Understanding the coordination between cell growth, volume and division and DNA replication

Optical density (OD) is a widely used technique of monitoring growth of bacterial cells in a suspension. OD is given as a logarithmic ratio between light falling onto the bacterial cells in a solution and the light transmitted through the solution. The wavelength of light most widely used for OD measurements is 600nm and measuring it with a spectrometer at different time points of bacterial culture growth results in characteristic 'growth curves'. However, the information on volume, shape and specific characteristics (such as chromosome shape, internal pH levels) of cells within the population are not accessible through growth curves. Yet, this information is of interest. Cells change during growth in liquid culture; be that when grown in different media, treated with antibiotics, or as they are producing recombinant proteins for biotechnology purposes. To fully understand these relationships and therefore bacterial growth, we need to be able to measure it on a single cell level, with high-throughput. Understanding bacterial growth is not only an important basic-science question, but also has wide applicability. For example, the capability to monitor individual bacterial cells during production is a technical innovation that can transform assessment of compound production within biotechnology industry. Key enzymes in metabolic pathways for compound production can be fluorescently labelled to identify their presence at required branch point during production. Changes in internal pH and ATP can be monitored simultaneously to determine which metabolic pathways have detrimental effects on the cell and cause production failure. Similarly, the complexity of molecular interactions initiated by antibiotic binding the target, make it extraordinary difficult to elucidate the underlying mechanism(s) of cell lysis. It is not surprising that although the targets of antibiotic attack are often known, the mechanisms of killing remain concealed. Monitoring changes in cellular physiology, in each cell and during antibiotic treatment, is a good way of tackling the complexity. Cellular physiology integrates the molecular mechanisms and helps identify functionally most relevant molecular processes that lead to cell death.

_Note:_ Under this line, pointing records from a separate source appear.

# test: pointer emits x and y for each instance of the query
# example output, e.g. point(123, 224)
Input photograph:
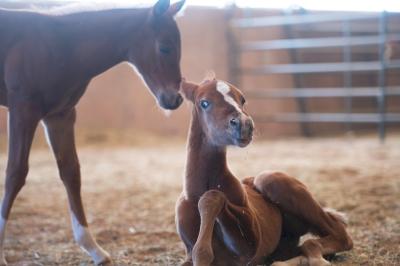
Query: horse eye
point(165, 50)
point(204, 104)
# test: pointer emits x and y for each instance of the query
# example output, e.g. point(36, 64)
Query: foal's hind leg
point(293, 197)
point(23, 120)
point(60, 134)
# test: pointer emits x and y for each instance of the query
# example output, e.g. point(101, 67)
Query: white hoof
point(101, 257)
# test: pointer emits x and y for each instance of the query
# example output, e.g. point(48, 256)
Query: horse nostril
point(234, 122)
point(179, 100)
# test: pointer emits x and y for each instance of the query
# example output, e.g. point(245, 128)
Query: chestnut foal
point(46, 63)
point(223, 221)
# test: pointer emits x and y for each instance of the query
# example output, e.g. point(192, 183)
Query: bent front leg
point(60, 134)
point(235, 226)
point(22, 123)
point(187, 220)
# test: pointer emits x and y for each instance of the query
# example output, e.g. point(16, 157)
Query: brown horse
point(46, 63)
point(225, 222)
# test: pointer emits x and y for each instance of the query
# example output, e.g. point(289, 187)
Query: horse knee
point(202, 255)
point(212, 200)
point(69, 171)
point(16, 177)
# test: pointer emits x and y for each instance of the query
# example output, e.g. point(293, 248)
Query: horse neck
point(206, 166)
point(105, 37)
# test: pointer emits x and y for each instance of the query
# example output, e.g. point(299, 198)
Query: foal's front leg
point(235, 226)
point(60, 134)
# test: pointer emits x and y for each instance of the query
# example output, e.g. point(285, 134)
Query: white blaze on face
point(86, 241)
point(224, 89)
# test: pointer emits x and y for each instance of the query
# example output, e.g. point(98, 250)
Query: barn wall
point(118, 101)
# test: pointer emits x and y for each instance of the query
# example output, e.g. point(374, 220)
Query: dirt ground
point(130, 191)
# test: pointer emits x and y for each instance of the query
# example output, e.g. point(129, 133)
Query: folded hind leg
point(293, 197)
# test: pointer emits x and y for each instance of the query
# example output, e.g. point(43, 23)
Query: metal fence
point(346, 32)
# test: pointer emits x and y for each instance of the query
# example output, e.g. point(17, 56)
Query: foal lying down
point(223, 221)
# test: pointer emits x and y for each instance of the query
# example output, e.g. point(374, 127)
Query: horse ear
point(188, 89)
point(160, 7)
point(176, 7)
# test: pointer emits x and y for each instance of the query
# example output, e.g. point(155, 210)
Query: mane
point(77, 7)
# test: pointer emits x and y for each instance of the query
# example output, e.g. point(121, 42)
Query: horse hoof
point(106, 262)
point(279, 263)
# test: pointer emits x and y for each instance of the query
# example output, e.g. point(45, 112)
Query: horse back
point(268, 221)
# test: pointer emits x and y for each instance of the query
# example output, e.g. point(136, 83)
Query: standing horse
point(46, 63)
point(224, 222)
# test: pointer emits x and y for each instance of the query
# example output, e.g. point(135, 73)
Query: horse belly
point(269, 220)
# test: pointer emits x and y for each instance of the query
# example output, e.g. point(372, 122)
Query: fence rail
point(356, 30)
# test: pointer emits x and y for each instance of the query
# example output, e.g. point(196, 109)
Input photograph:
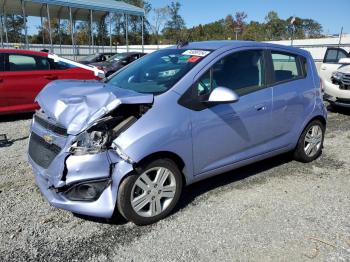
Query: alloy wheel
point(153, 192)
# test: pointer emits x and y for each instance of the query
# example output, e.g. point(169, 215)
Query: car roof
point(23, 51)
point(218, 44)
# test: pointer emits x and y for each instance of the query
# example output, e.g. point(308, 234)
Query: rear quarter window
point(19, 62)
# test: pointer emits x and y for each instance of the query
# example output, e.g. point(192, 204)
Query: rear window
point(27, 63)
point(285, 67)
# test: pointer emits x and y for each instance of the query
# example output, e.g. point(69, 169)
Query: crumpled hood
point(77, 104)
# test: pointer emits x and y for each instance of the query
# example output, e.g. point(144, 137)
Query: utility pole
point(293, 29)
point(340, 36)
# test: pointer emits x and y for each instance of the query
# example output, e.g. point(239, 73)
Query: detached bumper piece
point(42, 152)
point(3, 140)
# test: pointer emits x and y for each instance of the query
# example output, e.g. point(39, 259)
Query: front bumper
point(104, 206)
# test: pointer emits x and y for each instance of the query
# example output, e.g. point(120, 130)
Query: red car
point(24, 73)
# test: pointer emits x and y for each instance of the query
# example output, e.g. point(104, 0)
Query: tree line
point(165, 25)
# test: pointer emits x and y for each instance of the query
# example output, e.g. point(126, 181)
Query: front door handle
point(261, 107)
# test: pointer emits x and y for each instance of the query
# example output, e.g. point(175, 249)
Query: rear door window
point(18, 62)
point(285, 67)
point(333, 55)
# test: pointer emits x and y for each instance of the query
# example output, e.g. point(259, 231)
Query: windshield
point(157, 72)
point(116, 57)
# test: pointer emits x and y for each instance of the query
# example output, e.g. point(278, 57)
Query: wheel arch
point(169, 155)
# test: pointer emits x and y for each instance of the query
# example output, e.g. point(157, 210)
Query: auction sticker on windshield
point(200, 53)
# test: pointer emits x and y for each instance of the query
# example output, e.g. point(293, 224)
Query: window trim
point(334, 48)
point(189, 97)
point(271, 68)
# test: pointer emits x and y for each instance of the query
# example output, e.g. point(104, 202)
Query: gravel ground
point(277, 209)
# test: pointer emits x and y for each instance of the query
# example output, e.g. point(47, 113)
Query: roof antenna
point(186, 42)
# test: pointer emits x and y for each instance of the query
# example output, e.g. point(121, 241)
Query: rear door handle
point(260, 107)
point(50, 77)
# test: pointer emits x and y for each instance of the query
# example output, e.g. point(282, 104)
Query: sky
point(332, 15)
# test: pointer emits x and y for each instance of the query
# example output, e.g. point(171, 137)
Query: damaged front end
point(71, 149)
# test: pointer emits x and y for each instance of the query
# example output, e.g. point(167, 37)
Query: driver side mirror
point(222, 95)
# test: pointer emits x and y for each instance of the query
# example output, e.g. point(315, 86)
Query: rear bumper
point(343, 102)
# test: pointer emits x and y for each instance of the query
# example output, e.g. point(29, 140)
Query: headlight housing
point(90, 142)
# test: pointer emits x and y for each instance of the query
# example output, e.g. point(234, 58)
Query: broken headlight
point(99, 137)
point(90, 142)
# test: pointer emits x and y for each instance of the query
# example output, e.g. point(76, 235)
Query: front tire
point(310, 143)
point(151, 193)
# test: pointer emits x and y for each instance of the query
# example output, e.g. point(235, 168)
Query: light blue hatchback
point(174, 117)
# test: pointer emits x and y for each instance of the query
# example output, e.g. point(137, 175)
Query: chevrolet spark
point(174, 117)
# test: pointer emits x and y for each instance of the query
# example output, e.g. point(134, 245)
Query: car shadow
point(191, 192)
point(4, 142)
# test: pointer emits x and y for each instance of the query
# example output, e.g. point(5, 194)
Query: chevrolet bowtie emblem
point(48, 139)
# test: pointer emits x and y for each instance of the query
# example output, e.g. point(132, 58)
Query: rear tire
point(151, 193)
point(310, 143)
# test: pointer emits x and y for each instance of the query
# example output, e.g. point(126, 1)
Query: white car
point(335, 76)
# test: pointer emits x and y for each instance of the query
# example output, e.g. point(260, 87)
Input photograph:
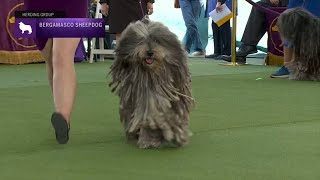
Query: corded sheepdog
point(150, 74)
point(302, 30)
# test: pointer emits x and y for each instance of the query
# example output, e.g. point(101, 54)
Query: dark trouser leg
point(225, 34)
point(255, 28)
point(216, 38)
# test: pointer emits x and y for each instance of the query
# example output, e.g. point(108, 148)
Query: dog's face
point(293, 22)
point(147, 44)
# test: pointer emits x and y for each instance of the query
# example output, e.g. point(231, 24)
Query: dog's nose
point(150, 53)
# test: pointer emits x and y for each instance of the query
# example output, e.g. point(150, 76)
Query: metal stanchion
point(234, 32)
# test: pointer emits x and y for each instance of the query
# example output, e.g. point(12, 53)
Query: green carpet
point(246, 127)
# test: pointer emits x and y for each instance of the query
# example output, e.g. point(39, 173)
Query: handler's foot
point(61, 128)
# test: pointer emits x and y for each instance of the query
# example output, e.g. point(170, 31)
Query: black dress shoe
point(239, 60)
point(61, 128)
point(244, 50)
point(212, 56)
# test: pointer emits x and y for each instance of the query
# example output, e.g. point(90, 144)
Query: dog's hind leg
point(149, 138)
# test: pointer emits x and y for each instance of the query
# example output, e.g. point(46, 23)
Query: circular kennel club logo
point(25, 28)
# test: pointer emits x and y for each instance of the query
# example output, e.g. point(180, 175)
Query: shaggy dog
point(302, 30)
point(151, 76)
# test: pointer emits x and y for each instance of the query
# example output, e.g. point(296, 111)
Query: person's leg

With this in mind, the PhD project will move current state-of-the-art technology for monitoring bacterial growth to enable us to assess individual cells during growth in a population. Using a microfluidic and microscopy based platform the student will develop high-throughput imaging of individual bacterial cells within the population, while simultaneously measuring 'growth curves'. The platform will be used to fully characterize and subsequently mathematically model, the relationship between bacterial volume, chromosome shape and division and the bacterial growth rates. At the beginning, the student will look at the media of different 'richness', but later in the project effects of adding different antibiotics will be studied. Monitoring cell volume, pH levels, ATP and chromosome shape, as the cells are exposed to different antibiotics, will enable us to better understanding antibiotic killing mechanisms.